Principles of Empowerment
There are five principles of leadership empowerment that can be gleaned from Acts 2 which are the following:
- Leadership must be delegated
- Leaders must be equipped
- Empowerment is risky and involves trust
- Empowerment leads to growth in the empowered
- Empowerment impacts others
The results of the divine empowerment of the apostles as described in Acts 2 can be seen in the many that were added at Pentecost. Additionally, the empowerment that took place in Acts 2 led the disciples to begin the task that was set before them in Acts 1: 8, specifically being witnesses for Jesus to the ends of the earth.

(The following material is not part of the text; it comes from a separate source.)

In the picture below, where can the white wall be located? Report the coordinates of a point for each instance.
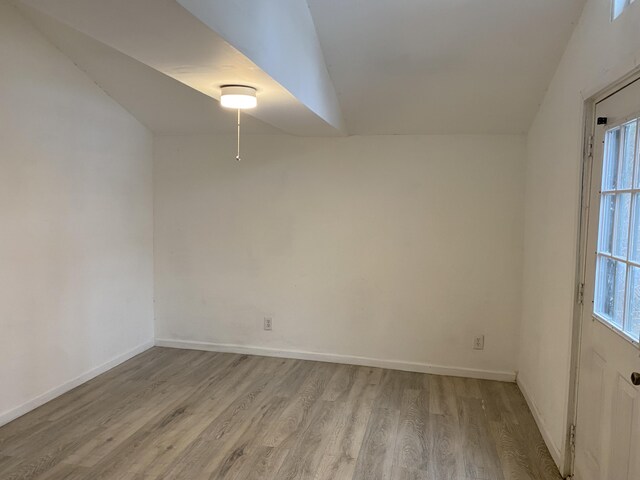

To further substantiate the idea that the disciples were empowered at Pentecost, a look at Quinn and Spreitzer’s four characteristics of empowered people in comparison to the account of Peter and the disciples in Acts 2 is in order. The four characteristics put forth by Quinn and Spreitzer in The road to empowerment: Seven questions every leader should consider are:
- Sense of self-determination
- Sense of meaning
- Sense of competence
- Sense of impact
A sense of self-determination is being free to do the work, not being micromanaged. Peter and the disciples in Acts 2 were definitely not being micromanaged. For example, the script for the speech was not written for Peter. Additionally, they were guided by the Holy Spirit to go and do the task. A sense of meaning refers to feeling that what they do is important and to the success of the organization. This sense of meaning can be seen in the chapters following Acts 2. The accounts of Stephen, the Apostles’ time in prison, and the death of James, (the brother of John), is proof to the sense of meaning that these Apostles attached to what they were doing.
A sense of competence is understood as feeling confident that one knows what they are doing and can do the work. Peter demonstrated this in his message weaving Old Testament prophecies into the present in a call to repentance that led to 3,000 being baptized. Again, the passages following Acts 2, and the formation of on-going fellowships outside of Jerusalem, further illustrates the Apostles’ competence resulting from being empowered. Finally, feeling like one has influence and that others will listen is representative of having a sense of impact. Acts 2: 42-47 gives a clear picture of the influence the apostles had on the formation and maturity of the new movement as the people were devoting themselves to the teaching of the Apostles.
What is the Difference Between Divine and Psychological Empowerment?
However, divine empowerment is differentiated from psychological empowerment by the sacred nature of the message. But that is not all; it is the filling of the Holy Spirit (Acts 2: 4) that empowered the apostles to fulfill God’s task for them. Since divine empowerment is more than just a message, today’s business, government, and civic leaders can be divinely empowered regardless of context or message. This is a significant way in which divine empowerment does not fit into the concept of psychological empowerment used in today’s leadership theories.
The application is clear for today’s Christian leader as all are called to be Christ’s witness in the world regardless of work context. Christian leaders cannot be what they are called to be unless they are empowered by the Holy Spirit. Researchers also state that people need to want to be empowered, and this was true for the apostles as they waited in Jerusalem just as they were instructed by Jesus. This is the organic, bottoms-up aspect of empowerment when the individual allows the process of empowerment to take place and receives the delegation, equipping, risk, growth, and impact of empowerment. From this divine empowerment, today’s Christian leader will have a strong sense of determination, meaning, competence, and influence so that the leader can “spread the fragrance of the knowledge of him everywhere” (2 Cor. 2: 14) in whatever context the leader is situated.